Not all algorithms can reach the O(1) level of complexity, and some of them perform much better on one type of hardware than on another. This is why accelerators or domain-specific processors are being developed in recent years that accelerate one type of algorithm over another. The general idea is to divide the algorithms into parts and treat each of them with the most suitable processing unit for their arithmetic intensity.

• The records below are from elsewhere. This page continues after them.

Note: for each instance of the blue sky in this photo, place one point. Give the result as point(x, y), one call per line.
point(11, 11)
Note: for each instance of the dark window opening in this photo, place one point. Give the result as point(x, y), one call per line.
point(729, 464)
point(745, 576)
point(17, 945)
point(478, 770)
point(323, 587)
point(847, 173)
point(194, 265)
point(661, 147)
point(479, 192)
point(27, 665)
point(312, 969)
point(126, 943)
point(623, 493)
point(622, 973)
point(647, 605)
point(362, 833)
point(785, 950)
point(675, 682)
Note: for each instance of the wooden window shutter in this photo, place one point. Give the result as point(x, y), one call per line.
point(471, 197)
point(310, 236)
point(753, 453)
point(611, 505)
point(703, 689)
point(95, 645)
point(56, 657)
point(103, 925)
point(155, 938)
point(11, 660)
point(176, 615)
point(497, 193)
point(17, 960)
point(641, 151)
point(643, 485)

Ratio between communication and computation
The inverse case is the ratio between communication and computation, which is measured inversely to the arithmetic intensity and therefore is achieved by dividing the number of bytes by the power in floating point operations. So it is used to measure the bandwidth required to execute that part of the code. The problem when measuring comes with the fact that the data is not always in the same place and therefore the RAM bandwidth is used as a reference.
It must be taken into account that this is not a totally reliable measurement, not only because the cache system brings the data closer to the processor, but also because there is the phenomenon of latency where each type of RAM used has its different advantages and disadvantages and can vary a result depending on the type of memory used.
Nowadays, when choosing the memory in a system, not only the bandwidth is taken into account, but also the energy consumption, since the energy cost of moving the data is exceeding the cost of processing it. This is why certain types of memory are being chosen for certain applications. Of course, always within the costs associated with building a system and are not the same in a supercomputer as in a home PC.